In multidisciplinary artist Everest Pipkin’s comprehensive guide to the ecological problems this creates, they explain: ‘After a decade+ of a growing cryptocurrency market, what we’ve been left with is a financial network that uses more energy than Argentina, with no regulatory structure or federal oversight whatsoever.’ Analysis conducted by the University of Cambridge suggests the Bitcoin network consumes enough energy annually to power all tea kettles in the UK for 30 years, and a recent study from University of New Mexico estimates that every $1 of Bitcoin value was responsible for $0.49 in health and climate damages in the US in 2018.

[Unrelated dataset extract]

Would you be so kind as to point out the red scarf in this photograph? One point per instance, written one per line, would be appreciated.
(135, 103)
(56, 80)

Whilst Ethereum, not Bitcoin, is currently the crypto art currency of choice, it uses the same resource intensive PoW algorithm that is so environmentally damaging. It is said to consume less than half the electricity than Bitcoin and it is less popular. But consumption levels are still whopping, annually comparable to the power consumption of Ireland in 2018, so the skyrocketing popularity which saw ETH prices hitting all-time highs this year is troubling. A frequently discussed alternative to PoW is Proof of Stake (PoS) – an algorithm which determines who can mine block transactions according to the amount of cryptocurrency they already have. PoS randomly picks one processor to do the transaction, rather than having millions processing simultaneously. Power is attributed to the proportion of coins held by a miner, and a miner is limited to mining a percentage of transactions that reflects this ownership stake. Developers suggest the switch to PoS could reduce energy consumption by 99%, and there has been word of Ethereum making the switch since its inception 5 years ago. To date, Pipkin writes, PoS has been only touted ‘as a bait and switch,’ ‘as the redemption over the hill’ – ETH 2.0 PoS has been long anticipated, with nothing materialising yet.

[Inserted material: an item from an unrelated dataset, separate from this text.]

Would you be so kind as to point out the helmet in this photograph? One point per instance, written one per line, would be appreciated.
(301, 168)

Uncle Bernies Trillion Dollar Superteat by Beeple

Uncle Bernies Trillion Dollar Superteat by Beeple

Whilst the switch would break colossal ground ecologically, it does not address the problem of access to cryptocurrency relying on existing wealth, and we can’t ignore the fact that a climate catastrophe is well underway and will not leave us time to wait. The crypto art market’s ugly ecological reality has not, however, left people completely disheartened: Joseph Pallant, founder of the nonprofit Blockchain for Climate Foundation, has recently said ‘I think in the next year, year and a half, the emissions will be a non-issue.’ Notable within artist communities is Artnome’s proposed bounty system, which will reward people for trying to improve the NFT economy’s energy efficiency (you can donate to the initiative here). Furthermore, sustainable and transparent platforms such as Atomic, SIGN, Pixeos and Viv3 that use different, eco-friendlier blockchains are emerging.

Whilst the pro-crypto side of the argument is plagued by cheap fodder whataboutism, there are plenty of people with integrity who genuinely believe in the future of this marketplace. Can this revolution adjust itself away from its bad and ugly parts, or is it doomed for themes of greediness and destruction that Beeple’s work immortalises?